Too often website developers and individuals alike don’t bother developing a website plan first and consequently this is why so many websites fail. More often than not we come across 3rd, 4th, 5th generation websites simply due to poor advice and a lack of planning.
So where do you start? Take paper, a pencil and a good set of ears. You or your web developer should write down, or draw a mind map, of everything you know about your business, its market and its customers. Ask yourself the following: What do you want the website to do? How will it help your business? How do you want customers to be able to use it?
The next step is to make sense of it all. It is essential that the structure of your website is then mapped out so that you can visualise what pages will be required and how they will link together. A site map will make it easier to see the hierarchy of the website’s pages and how the user will navigate between them. One of the main causes of delay in a website development can be due to the interruptions caused by stopping to gather more content, a site map will also help you work out what content is needed for each page. Plenty of text will make the website search engine friendly and images can make the pages more visually appealing.

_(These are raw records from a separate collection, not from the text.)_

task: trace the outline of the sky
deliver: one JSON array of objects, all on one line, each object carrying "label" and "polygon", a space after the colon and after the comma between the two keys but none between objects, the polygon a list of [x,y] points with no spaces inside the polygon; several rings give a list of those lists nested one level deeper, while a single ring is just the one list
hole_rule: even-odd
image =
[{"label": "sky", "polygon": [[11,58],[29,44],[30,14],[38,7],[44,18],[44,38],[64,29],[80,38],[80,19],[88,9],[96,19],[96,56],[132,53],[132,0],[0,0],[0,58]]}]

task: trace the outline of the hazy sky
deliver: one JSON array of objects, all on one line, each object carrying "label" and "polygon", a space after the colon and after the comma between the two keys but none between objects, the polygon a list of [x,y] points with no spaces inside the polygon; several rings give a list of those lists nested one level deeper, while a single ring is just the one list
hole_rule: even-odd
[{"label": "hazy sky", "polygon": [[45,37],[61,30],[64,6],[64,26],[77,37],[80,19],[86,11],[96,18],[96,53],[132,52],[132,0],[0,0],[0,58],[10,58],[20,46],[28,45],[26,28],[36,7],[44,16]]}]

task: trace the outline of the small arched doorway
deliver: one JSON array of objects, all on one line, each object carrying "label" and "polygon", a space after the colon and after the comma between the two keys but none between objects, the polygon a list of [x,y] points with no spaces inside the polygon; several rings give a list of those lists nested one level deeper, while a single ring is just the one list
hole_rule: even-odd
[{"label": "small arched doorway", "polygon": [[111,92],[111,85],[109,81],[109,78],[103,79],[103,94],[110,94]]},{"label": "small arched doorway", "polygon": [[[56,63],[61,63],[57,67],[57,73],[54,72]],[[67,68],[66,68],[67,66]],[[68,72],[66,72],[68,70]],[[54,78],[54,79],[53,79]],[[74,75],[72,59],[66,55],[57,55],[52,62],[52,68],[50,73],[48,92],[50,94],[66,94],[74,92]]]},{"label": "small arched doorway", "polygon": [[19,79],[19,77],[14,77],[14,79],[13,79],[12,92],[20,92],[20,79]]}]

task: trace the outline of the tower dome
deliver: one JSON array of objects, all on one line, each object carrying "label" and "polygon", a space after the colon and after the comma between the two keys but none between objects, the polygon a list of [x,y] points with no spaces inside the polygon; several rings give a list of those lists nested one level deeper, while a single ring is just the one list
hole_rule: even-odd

But don’t forget that too many large images will make the web page slow to perform and could mean you lose any potential customers with short attention spans!
Once you have decided on the website’s structure and content, then you can make decisions about the visual design. Consider whether you have existing corporate colours and a logo that need to be included. Or is now a good time to have a revamp of your branding to tie in with that brand new website?
When you have decided how the website is going to look, you must also consider how it will be managed. For example, page text, shop items or an events calendar will need monitoring or updating from time to time and it is important that the person responsible for doing this is able to easily access the administrative part of the website (also known as the ‘back end’) to do so. A large e-commerce site with a lot of customer interaction could consist of as much as 90% administration and as little as 10% ‘front end’ website viewable by the customer. A well organised administration section will need as much careful planning as the ‘front end’ to keep the site functional and robust.
Now that you have made these crucial early decisions you will have a clear idea of how long the development will take, and more importantly, how much it will cost. Website planning should be a team effort and the more the website owner and the web developer put into the website plan, the easier and more efficient the website design and development process will be. A good web developer will work with you to produce a good website plan. You can rest assured that, just like a well designed house, the foundations will be securely in place for a consistently reliable and scalable website.